I know of many young men who have found themselves in horrendous situations that way. They make it sound like a dream job, lots of money etc but they treat their employees like dirt, and if you dont meet the targets they insist on you will be thrown out and any commission you have due to you is not paid. Also some of the bosses are nothing more than brutes who think nothing of having people beaten up. Believe me I know of it happening to many."
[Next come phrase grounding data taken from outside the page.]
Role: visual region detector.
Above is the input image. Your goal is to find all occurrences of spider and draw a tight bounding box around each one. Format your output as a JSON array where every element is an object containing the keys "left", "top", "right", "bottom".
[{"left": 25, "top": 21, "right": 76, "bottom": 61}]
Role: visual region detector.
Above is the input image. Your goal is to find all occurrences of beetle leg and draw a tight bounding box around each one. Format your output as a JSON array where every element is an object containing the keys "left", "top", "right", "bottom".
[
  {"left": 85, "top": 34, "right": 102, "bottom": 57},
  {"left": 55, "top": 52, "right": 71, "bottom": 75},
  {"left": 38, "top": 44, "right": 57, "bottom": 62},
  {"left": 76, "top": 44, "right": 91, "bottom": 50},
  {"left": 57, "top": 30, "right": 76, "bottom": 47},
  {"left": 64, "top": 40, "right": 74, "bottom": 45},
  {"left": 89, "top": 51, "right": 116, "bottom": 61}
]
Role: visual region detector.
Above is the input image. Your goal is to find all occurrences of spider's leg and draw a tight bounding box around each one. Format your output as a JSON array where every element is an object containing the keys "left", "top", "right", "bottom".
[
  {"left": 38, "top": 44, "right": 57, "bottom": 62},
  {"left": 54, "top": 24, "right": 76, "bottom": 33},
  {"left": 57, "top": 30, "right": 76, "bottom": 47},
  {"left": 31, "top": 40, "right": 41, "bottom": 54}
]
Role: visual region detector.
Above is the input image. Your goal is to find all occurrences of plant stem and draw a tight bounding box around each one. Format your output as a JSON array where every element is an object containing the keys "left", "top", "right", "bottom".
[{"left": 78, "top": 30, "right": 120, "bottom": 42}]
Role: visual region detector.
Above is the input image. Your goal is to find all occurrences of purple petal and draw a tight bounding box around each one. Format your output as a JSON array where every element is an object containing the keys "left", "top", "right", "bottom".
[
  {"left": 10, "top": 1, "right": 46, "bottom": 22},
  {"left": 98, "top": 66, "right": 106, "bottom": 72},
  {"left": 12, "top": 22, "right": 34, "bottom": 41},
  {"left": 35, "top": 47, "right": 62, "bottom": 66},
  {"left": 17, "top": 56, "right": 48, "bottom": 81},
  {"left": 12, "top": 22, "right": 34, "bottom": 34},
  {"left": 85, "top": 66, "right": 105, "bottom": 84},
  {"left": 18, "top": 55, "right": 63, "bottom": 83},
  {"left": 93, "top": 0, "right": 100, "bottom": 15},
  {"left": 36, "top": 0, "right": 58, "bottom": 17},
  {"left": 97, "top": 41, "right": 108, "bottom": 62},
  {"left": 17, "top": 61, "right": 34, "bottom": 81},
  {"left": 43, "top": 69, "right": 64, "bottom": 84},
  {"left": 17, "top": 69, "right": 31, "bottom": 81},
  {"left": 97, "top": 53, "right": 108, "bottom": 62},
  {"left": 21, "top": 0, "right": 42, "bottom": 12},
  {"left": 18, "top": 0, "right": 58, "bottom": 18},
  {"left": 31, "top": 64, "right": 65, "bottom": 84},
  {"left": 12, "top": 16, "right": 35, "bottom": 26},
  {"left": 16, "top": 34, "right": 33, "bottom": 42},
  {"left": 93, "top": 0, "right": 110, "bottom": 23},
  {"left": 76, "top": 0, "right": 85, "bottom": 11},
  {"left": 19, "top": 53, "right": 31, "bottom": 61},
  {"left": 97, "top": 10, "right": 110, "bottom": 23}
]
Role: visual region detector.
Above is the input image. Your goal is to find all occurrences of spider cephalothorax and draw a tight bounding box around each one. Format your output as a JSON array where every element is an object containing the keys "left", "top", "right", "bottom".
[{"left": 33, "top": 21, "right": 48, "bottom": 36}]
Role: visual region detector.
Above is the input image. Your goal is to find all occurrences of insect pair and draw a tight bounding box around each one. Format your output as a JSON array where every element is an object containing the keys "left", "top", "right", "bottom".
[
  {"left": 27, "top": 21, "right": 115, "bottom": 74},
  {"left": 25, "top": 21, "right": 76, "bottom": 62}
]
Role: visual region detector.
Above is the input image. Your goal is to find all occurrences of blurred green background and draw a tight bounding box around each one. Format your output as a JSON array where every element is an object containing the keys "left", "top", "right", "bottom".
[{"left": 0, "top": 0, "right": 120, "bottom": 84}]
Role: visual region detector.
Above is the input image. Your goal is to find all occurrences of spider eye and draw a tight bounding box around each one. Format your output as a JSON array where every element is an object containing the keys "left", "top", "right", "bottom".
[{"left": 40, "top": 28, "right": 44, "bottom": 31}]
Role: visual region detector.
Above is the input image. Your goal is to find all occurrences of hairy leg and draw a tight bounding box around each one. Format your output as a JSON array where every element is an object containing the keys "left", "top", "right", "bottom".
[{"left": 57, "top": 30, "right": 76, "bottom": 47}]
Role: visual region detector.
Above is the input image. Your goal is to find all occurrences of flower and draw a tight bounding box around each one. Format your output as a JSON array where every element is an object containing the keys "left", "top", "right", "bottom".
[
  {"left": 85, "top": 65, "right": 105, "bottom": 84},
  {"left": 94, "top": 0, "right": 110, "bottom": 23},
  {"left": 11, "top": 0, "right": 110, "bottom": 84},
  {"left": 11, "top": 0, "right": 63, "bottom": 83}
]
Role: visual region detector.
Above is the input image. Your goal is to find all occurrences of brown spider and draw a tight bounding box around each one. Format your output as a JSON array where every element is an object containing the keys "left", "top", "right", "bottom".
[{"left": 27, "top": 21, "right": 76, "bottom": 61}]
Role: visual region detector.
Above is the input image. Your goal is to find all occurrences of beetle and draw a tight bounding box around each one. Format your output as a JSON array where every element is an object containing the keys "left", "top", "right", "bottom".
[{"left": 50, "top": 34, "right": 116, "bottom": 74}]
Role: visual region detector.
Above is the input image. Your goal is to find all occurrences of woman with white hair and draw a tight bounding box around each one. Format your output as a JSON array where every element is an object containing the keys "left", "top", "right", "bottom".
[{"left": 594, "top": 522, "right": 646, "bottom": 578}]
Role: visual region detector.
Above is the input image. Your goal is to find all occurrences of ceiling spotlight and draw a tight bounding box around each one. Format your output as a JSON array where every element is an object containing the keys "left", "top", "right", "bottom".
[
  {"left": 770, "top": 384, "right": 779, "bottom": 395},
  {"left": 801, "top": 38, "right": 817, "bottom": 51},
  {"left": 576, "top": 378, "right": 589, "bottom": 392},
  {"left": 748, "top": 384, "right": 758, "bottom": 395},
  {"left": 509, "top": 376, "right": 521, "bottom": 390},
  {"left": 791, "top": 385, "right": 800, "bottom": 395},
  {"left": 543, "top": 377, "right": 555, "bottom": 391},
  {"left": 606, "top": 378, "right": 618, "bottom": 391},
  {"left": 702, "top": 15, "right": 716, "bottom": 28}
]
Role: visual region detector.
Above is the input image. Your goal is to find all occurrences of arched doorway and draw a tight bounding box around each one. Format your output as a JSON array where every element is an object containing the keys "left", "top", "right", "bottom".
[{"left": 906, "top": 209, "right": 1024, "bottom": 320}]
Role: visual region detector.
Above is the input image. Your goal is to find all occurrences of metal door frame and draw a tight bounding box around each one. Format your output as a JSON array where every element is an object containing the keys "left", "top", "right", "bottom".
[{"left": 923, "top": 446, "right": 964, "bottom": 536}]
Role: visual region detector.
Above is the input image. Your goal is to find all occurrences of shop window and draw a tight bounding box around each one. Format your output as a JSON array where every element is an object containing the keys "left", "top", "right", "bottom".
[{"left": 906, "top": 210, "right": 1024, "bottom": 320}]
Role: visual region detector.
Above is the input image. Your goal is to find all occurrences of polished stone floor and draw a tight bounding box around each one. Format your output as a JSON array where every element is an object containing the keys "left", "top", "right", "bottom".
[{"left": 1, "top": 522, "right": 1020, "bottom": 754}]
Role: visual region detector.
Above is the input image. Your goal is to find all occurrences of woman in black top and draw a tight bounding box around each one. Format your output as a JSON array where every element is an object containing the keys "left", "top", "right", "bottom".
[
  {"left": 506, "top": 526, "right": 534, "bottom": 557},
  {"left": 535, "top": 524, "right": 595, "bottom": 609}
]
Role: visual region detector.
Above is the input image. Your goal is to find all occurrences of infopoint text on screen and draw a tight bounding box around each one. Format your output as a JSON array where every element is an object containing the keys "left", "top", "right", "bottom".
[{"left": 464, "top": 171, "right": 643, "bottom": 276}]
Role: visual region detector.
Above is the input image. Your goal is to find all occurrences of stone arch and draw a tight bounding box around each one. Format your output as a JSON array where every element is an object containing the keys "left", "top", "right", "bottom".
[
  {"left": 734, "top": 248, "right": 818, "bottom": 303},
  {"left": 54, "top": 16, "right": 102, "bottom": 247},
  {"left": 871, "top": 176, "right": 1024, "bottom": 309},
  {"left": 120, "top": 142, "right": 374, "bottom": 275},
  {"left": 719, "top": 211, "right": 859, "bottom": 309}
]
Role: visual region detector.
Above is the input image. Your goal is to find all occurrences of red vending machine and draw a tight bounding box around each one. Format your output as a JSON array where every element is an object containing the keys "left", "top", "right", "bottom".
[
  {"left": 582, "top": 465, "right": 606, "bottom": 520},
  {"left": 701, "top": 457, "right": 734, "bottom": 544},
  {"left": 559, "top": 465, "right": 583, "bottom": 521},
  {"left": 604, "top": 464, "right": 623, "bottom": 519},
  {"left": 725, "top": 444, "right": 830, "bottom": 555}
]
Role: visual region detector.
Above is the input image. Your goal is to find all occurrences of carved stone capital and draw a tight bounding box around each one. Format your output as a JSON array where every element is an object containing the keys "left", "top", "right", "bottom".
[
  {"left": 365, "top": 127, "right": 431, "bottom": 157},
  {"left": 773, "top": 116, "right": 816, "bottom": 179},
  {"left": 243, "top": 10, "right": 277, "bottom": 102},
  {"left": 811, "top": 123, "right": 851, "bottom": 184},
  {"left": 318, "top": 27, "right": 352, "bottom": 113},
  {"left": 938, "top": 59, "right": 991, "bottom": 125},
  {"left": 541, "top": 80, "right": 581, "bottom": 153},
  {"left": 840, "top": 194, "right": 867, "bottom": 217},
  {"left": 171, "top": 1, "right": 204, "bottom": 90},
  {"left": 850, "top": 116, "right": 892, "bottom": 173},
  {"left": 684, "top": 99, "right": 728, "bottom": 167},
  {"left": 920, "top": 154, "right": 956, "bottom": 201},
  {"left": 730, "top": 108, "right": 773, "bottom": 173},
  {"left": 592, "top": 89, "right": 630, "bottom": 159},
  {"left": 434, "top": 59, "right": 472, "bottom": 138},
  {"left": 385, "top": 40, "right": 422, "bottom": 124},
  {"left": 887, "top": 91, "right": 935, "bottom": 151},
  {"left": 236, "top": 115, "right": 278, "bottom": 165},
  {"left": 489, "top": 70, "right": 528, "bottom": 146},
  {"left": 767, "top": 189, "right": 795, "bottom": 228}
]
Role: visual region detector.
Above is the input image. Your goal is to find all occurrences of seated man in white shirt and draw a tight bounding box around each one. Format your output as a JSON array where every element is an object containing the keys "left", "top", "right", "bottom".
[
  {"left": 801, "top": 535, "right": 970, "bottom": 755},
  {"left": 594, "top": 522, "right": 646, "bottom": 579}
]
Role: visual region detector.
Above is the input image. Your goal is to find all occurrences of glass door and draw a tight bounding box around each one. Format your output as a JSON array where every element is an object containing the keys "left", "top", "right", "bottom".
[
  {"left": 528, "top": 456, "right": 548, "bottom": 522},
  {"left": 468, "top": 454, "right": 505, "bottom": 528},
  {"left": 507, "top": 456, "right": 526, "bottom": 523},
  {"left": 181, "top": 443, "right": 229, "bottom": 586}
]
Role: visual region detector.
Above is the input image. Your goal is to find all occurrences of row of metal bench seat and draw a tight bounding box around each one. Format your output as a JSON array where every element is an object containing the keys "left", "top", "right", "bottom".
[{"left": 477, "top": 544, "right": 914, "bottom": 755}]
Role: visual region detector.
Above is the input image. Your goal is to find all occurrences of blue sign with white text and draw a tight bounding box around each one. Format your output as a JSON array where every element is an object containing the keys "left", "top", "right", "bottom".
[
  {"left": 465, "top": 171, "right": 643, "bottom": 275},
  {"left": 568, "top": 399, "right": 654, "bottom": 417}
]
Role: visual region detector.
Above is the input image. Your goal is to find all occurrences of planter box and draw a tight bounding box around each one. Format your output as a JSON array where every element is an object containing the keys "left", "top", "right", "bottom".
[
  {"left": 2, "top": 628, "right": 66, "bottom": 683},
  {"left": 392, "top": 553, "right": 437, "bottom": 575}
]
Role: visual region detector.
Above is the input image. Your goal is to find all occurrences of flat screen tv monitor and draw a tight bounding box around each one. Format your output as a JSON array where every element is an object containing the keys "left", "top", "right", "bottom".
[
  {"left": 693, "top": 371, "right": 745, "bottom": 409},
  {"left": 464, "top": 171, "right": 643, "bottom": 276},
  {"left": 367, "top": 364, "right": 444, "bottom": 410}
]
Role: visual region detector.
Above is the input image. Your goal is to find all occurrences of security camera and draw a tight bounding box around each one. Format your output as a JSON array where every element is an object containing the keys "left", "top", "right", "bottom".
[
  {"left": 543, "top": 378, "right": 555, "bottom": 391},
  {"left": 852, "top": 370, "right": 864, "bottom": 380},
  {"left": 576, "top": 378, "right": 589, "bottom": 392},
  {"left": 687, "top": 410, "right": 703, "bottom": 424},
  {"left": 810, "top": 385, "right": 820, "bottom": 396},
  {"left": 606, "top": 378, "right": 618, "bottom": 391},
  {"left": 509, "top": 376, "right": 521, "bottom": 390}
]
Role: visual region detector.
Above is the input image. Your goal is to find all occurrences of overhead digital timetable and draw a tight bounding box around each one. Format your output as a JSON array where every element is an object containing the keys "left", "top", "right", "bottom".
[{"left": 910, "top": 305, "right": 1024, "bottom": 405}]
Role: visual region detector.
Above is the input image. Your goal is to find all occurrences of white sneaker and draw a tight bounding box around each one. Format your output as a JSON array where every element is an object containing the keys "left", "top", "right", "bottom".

OOhh, Victoria, that one is hurtful....

.... to the timeshare/holiday club type companies, and I agree whleheartedly with your comments. Geo. keep away from them.
Theres plenty of jobs giving a livable income without going down that line.

Good luck

Doug


----------



## geo2008 (May 27, 2008)

thanks to everyone for the advice .......i have some money behind me so i wouldnt have to get desperate and work for those kind of people,timeshares,bar work im not to fond of as i was in the licence trade for a while owning a pub or two,sold now........im looking for a complete change of scenery kind of thing....i will pop over next week for a week and see wot i can find......then make the move.......wheres the best places to rent...as in area wise....as long as its clean i dont mind......


----------



## Veronica (Apr 5, 2008)

If you are coming to the Paphos area there are plenty of rental apartments in the universal area which is very central so not essential to have a car if you are there.
As there are so many standing empty you can probably negotiate and get some discount on the rent.

Regards Veronica


----------



## grumpy (Nov 10, 2007)

Rentals can be found at very attractive prices either through agents, developers or individual owners. But its a good idea to establish exactly what you want/need/can afford longterm etc before you select an area.

Yes Universal is a popular and very central area, but theres a wide scope outwith the Town available.

Remember the small things when looking for a long term rental such as water. In the dry season (now) the outlying areas are the first to have water disconnected and supplies rationed when things get tough, so there are many unseen aspects to take into account.


----------